Dually Stabilized Triblock Copolymer Micelles with Hydrophilic Shell and Hydrophobic Interlayer for Systemic Antisense Oligonucleotide Delivery to Solid Tumor

Beob Soo Kim; Hyun Jin Kim; Shigehito Osawa; Kotaro Hayashi; Kazuko Toh; Mitsuru Naito; Hyun Su Min; Yu Yi; Ick Chan Kwon; Kazunori Kataoka; Kanjiro Miyata

doi:10.1021/acsbiomaterials.9b00384

Dually Stabilized Triblock Copolymer Micelles with Hydrophilic Shell and Hydrophobic Interlayer for Systemic Antisense Oligonucleotide Delivery to Solid Tumor

ACS Biomater Sci Eng. 2019 Nov 11;5(11):5770-5780. doi: 10.1021/acsbiomaterials.9b00384. Epub 2019 Aug 15.

Authors

Beob Soo Kim^{1

2}, Hyun Jin Kim, Shigehito Osawa^{3

4}, Kotaro Hayashi³, Kazuko Toh³, Mitsuru Naito, Hyun Su Min¹, Yu Yi¹, Ick Chan Kwon², Kazunori Kataoka³, Kanjiro Miyata¹

Affiliations

¹ Department of Materials Engineering, Graduate School of Engineering, The University of Tokyo, 7-3-1 Hongo, Bunkyo-ku, Tokyo 113-8656, Japan.
² Center for Theragnosis, Biomedical Research Institute, Korea Institute of Science and Technology (KIST), Hwarangno 14-gil 5, Seongbuk-gu, Seoul 136-791, Republic of Korea.
³ Innovation Center of NanoMedicine, Kawasaki Institute of Industrial Promotion, 3-25-14 Tonomachi, Kawasaki-ku, Kawasaki 210-0821, Japan.
⁴ Department of Applied Chemistry, Faculty of Science, Tokyo University of Science, 1-3 Kagurazaka, Shinjuku-ku, Tokyo 162-8601, Japan.

PMID: 33405669
DOI: 10.1021/acsbiomaterials.9b00384

Abstract

For intravenous delivery of antisense oligonucleotides (ASOs) to solid tumors, a triblock copolymer was synthesized from poly(2-ethyl-2-oxazoline) (PEtOx), poly(2-n-propyl-2-oxazoline) (PnPrOx), and poly(l-lysine) (PLL) segments. The triblock copolymer, PEtOx-PnPrOx-PLL, was utilized to fabricate a compartmentalized polymeric micelle featuring a hydrophilic PEtOx shell, thermoresponsive PnPrOx interlayer, and ASO/PLL polyion complex (PIC) core.
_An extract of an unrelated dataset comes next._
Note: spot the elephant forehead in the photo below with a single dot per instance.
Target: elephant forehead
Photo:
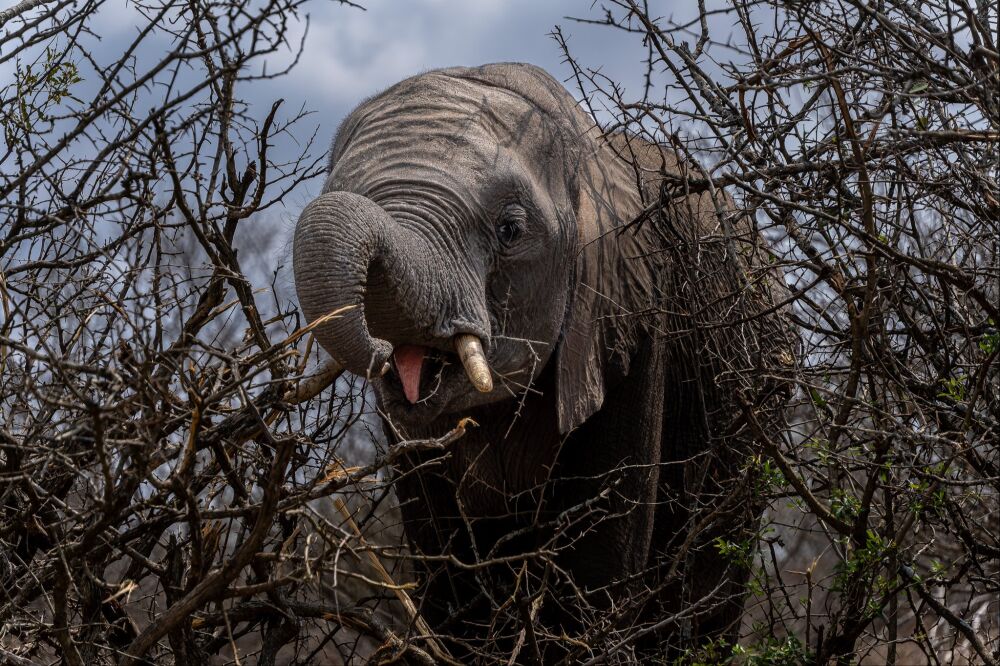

In this formulation, the PnPrOx-derived interlayer underwent the phase transition from hydrophilic elongated state to hydrophobic collapsed state at a lower critical solution temperature (LCST) to enhance the micelle stability. Three triblock copolymers comprising varying lengths of PEtOx segment (2k, 7k, and 12 kDa) were compared to investigate the effect of hydrophilic chain length on the micelle properties. The triblock copolymer micelles (TCMs) were prepared in a two-step manner: mixing between triblock copolymer and ASO in a buffer solution at 4 °C and then increasing the temperature of the solution up to 37 °C. This protocol was crucial for the fabrication of TCMs with both smaller size and narrower size distribution, probably due to the formation of the well-compartmentalized hydrophobic interlayer in the micelle structure. The presence of the PnPrOx segment dramatically enhanced the stability of TCMs in serum-containing media and elicited more efficient cellular uptake of ASO payloads, resulting in higher gene silencing efficiency in cultured prostate cancer (PC-3) cells, compared with a control diblock copolymer micelle (DCM). The blood circulation property of TCMs was prolonged with an increase in the length of PEtOx segment, permitting the efficient accumulation of ASO payloads in a subcutaneous PC-3 tumor model. Ultimately, the systemic delivery of ASO targeting a long noncoding RNA (lncRNA) by the TCMs significantly reduced the expression level of lncRNA in the subcutaneous PC-3 tumor in a sequence-specific manner. These results demonstrate the superiority of TCMs equipped with the hydrophilic shell and hydrophobic interlayer to the cancer-targeted systemic ASO delivery.

Keywords: antisense oligonucleotide; long noncoding RNA; polymeric micelle; prostate cancer; thermoresponsive; triblock copolymer.